Onde procurar ajuda?

Para o indivíduo com os sintomas ou com o diagnóstico de TEPT, é fundamental que haja um acompanhamento psicológico. Como o transtorno atinge diversas áreas da vida, o mais recomendado é o tratamento multidisciplinar, que pode contar com psicólogos, psiquiatras, terapeutas ocupacionais e outros profissionais. É possível recorrer aos Centros de Atenção Psicossocial, que integram a estrutura do SUS, e contam com equipes multidisciplinares para acolher a pessoa em sofrimento, além de orientar e fortalecer sua rede de apoio. Veja como buscar atendimento aqui. 

Se você faz parte da rede de apoio de um indivíduo com TEPT, tão importante quanto ser paciente e acolhedor com o outro, é ter essa postura consigo mesmo. 

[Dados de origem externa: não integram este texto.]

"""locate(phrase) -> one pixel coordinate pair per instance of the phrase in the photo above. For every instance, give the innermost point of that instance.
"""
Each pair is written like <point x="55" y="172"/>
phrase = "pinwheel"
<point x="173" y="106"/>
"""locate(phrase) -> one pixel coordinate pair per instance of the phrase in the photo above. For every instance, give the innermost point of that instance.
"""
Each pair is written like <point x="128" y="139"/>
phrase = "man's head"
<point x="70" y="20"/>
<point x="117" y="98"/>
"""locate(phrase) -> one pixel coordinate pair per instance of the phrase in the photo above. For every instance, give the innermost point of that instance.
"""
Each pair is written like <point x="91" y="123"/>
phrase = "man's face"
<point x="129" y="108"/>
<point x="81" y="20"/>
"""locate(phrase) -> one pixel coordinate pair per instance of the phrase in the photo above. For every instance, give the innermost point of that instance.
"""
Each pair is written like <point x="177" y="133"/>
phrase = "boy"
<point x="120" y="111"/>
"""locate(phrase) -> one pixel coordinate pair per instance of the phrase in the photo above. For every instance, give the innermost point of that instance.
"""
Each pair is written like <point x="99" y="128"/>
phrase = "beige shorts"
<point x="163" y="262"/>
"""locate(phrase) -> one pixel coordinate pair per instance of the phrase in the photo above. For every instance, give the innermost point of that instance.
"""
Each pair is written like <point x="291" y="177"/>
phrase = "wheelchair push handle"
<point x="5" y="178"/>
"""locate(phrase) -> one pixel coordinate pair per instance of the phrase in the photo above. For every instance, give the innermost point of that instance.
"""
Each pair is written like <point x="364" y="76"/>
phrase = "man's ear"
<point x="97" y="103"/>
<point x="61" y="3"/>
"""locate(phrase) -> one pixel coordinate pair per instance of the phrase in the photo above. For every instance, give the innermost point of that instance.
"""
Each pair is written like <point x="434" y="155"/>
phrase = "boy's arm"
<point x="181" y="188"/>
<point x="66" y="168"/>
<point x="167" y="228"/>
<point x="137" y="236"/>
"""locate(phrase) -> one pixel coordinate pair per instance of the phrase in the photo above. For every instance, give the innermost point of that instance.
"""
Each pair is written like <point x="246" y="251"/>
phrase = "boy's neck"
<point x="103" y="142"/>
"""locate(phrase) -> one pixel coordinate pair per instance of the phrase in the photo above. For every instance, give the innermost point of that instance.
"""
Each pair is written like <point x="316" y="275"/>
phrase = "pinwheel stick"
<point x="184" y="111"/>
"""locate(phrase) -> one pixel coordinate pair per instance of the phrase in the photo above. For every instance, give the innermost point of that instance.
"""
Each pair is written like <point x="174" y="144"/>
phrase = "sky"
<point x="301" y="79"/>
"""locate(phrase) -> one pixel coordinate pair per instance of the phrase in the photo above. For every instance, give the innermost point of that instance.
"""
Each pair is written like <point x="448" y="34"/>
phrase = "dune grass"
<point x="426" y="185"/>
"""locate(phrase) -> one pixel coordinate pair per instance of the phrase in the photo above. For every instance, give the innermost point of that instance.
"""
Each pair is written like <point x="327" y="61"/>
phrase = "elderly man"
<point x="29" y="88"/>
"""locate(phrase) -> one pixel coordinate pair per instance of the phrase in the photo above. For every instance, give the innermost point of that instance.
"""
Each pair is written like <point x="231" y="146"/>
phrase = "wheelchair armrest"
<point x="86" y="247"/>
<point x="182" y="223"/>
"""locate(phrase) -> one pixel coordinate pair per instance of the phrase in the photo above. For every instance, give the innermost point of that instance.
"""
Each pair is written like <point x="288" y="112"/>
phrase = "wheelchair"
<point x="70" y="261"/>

“Essas pessoas também precisam de apoio no sentido de falar sobre o que sentem ao estar lidando com alguém nesta condição, receber acolhimento e direcionamento de como agir em determinadas situações. Além disso, de aprenderem sobre o transtorno e sobre o que é possível que elas façam, e o que depende unicamente do indivíduo e seu próprio tratamento”, destaca a psicóloga Carolina. 

Ainda são escassos os grupos de apoio para familiares e amigos de pessoas com TEPT, de forma que alguns deles podem ser achados em instituições como o Hospital das Clínicas ou o Prove (Serviço de Assistência e Pesquisa em violência  e estresse pós traumático) da UNIFESP.

Se não for possível sair ou caso queira apenas conversar sobre o que está sentindo, acesse o chat do Centro de Valorização da Vida (CVV) ou ligue através do 188; a ligação é gratuita e o serviço está disponível 24 horas por dia. O CVV é formado por voluntários e promove o apoio emocional e a prevenção do suicídio para todas as pessoas que querem e precisam conversar, sob total sigilo e anonimato.